In der Behandlung werden, abhängig vom Entwicklungsstand und den individuellen Schwierigkeiten des Kindes, unterschiedliche therapeutische Konzepte angewendet:

  • das Konzept der Sensorischen Integration (SI)
  • das Konzept der geführten Bewegung (Affolter)

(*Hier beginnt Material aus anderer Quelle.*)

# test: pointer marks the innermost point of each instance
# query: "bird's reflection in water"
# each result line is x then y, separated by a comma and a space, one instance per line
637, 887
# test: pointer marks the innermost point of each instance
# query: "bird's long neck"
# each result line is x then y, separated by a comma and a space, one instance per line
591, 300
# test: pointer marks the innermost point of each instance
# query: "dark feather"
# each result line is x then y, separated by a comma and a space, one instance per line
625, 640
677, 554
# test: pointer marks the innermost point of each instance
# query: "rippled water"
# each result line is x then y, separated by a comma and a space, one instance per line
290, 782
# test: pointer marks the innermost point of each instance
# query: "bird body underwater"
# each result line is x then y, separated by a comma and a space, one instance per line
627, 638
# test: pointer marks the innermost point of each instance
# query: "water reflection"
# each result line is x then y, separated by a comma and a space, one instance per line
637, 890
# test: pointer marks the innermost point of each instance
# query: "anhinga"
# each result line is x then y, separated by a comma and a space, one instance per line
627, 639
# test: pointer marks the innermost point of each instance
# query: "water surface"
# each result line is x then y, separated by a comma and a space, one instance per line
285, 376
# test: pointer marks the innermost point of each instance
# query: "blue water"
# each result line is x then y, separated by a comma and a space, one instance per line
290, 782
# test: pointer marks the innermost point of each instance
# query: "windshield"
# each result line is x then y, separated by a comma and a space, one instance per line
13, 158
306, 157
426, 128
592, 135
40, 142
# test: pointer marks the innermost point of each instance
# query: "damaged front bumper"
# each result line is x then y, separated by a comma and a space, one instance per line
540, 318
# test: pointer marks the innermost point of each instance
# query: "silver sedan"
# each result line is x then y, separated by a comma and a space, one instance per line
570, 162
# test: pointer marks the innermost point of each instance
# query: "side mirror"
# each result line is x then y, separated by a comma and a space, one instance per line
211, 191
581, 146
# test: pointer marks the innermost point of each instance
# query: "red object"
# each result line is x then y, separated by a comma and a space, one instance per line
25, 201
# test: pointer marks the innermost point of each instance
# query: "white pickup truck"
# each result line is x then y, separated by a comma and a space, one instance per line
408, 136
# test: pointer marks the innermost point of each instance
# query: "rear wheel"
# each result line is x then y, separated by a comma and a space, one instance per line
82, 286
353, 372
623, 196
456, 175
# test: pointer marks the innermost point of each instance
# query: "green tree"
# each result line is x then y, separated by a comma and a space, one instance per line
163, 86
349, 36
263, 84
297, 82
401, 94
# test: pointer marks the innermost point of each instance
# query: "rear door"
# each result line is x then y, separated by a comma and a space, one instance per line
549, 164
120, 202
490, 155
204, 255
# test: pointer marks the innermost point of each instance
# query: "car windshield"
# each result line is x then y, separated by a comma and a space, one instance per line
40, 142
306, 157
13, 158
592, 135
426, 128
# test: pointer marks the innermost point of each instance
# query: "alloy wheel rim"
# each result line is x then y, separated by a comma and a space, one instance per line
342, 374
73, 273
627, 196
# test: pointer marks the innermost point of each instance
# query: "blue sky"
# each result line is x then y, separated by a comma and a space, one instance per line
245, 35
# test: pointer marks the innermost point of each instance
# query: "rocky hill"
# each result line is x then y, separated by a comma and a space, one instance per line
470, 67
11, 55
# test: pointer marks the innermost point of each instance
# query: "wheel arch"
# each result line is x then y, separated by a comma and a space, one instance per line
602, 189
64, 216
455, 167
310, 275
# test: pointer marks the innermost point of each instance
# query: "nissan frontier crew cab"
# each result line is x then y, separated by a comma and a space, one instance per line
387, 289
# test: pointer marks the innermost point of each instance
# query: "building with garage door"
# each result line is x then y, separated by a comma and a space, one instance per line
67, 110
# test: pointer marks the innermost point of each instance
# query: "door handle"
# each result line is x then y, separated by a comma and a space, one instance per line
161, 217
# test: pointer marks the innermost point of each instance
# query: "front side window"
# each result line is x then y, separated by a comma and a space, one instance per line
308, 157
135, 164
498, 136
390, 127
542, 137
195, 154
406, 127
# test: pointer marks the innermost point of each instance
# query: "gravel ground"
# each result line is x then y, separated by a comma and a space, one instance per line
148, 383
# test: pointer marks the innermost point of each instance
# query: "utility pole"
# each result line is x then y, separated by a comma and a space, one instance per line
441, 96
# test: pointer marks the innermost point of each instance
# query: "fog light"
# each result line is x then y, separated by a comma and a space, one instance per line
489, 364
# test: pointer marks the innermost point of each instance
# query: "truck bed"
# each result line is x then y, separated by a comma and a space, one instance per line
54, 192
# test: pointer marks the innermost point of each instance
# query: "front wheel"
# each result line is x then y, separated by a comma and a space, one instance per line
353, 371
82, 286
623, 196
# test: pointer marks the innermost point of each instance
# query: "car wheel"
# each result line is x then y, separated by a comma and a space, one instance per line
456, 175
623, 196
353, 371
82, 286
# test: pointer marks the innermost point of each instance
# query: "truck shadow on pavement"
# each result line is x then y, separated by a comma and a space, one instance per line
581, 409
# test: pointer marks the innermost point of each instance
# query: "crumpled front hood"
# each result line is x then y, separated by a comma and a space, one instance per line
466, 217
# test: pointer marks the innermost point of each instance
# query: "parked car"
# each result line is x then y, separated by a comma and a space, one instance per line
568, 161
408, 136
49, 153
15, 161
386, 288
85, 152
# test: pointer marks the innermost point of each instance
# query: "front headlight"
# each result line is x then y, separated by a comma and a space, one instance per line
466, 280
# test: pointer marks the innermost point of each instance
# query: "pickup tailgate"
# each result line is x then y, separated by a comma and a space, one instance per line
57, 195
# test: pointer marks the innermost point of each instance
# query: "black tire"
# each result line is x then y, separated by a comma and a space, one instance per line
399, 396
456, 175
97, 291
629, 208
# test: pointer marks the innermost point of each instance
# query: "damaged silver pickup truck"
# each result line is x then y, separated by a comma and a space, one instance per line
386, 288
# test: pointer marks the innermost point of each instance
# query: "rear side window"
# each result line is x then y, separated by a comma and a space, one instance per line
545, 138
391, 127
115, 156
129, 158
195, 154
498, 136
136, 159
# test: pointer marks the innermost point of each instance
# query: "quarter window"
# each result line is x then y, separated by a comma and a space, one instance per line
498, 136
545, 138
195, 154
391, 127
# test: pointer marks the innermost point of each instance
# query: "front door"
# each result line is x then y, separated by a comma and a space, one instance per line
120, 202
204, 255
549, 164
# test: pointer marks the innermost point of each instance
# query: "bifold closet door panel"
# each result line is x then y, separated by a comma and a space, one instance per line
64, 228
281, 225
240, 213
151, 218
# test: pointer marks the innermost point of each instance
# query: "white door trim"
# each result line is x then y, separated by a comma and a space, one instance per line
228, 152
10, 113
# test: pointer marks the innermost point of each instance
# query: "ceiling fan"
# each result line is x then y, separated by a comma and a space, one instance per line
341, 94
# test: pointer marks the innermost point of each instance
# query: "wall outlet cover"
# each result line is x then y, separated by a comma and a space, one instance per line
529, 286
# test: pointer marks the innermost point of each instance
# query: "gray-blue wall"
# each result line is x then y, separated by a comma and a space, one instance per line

  • die Behandlung auf neurophysiologischer Grundlage (Bobath)
  • Psychomotorik
  • Grafomotorik
  • Konzentrationstraining nach Lauth-Schlottke

Über ein Angebot von Materialien, Geräten, Spielen und gezielten Aufgaben erlebt, nutzt und übt das Kind spielerisch seine Fähigkeiten und kann Versäumtes nachholen. Das körpernahe Arbeiten hilft dem Kind, sich besser zu spüren und die sensorischen Voraussetzungen zum Handeln zu entwickeln. Es werden keine Einzelleistungen trainiert, viel mehr erhält das Kind Anstöße für sein eigenes Entwicklungsbedürfnis.